A promessa do Espírito é concluída com uma afirmação muito profunda que enfatiza a comunhão de Jesus com o Pai: «Tudo o que o Pai possui é meu. Por isso, disse que o que ele receberá e vos anunciará, é meu» (v. 15). O Pai é a fonte originária de tudo. O que Jesus tem a oferecer ao mundo, o amor ilimitado e incondicional, pertence ao Pai; mas como Ele e o Pai são Um (cf. Jo 10,30), tudo o que é do Pai é também seu. Logo, o que o Espírito recebe de Jesus, recebe também do Pai. Aqui, nesse último versículo temos, mais uma vez, um eco trinitário bastante evidente, pois revela a comunhão dos três: o Espírito comunica à comunidade tudo o que recebe de Jesus, e tudo o que Jesus concede ao Espírito recebeu do Pai. Na comunhão trinitária, há uma cadeia de comunicação e de amor, de modo que tudo o que um faz tem a ver com o outro.

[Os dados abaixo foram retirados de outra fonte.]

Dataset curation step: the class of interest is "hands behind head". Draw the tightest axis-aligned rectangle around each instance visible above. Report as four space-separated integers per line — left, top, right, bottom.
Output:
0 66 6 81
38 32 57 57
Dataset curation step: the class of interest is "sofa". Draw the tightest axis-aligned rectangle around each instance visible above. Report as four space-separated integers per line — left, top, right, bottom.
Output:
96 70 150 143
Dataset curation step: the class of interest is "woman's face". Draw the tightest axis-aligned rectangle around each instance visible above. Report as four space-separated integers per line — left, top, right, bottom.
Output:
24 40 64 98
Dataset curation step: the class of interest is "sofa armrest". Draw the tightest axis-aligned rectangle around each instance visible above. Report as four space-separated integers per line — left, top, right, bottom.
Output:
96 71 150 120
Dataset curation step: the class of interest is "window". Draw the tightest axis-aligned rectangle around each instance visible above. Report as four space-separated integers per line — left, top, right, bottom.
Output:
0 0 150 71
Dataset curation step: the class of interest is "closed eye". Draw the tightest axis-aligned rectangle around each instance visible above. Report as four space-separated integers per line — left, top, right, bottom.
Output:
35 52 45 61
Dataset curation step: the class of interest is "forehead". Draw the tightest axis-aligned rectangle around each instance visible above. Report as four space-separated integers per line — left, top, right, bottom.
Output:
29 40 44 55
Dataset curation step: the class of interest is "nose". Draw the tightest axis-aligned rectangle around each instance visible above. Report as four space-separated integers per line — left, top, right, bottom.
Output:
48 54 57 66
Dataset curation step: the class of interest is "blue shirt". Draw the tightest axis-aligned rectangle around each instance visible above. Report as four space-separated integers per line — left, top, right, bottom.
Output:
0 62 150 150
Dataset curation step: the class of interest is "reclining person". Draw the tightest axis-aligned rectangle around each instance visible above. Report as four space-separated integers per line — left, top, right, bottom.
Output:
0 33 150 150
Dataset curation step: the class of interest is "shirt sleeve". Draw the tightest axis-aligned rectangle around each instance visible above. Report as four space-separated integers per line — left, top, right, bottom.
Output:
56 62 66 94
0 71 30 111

E o Espírito Santo é quem faz a irradiação desse amor no mundo, por isso, fechando-se a ele a comunidade cristã perde a razão de existir. A presença perene de Jesus na comunidade, através do Espírito, é também presença do Pai. É essa relação que torna sempre novo e atual tudo o que Jesus viveu e ensinou. Deixar-se conduzir pelo Espírito Santo é entrar também nessa comunhão profunda com o Pai e o Filho.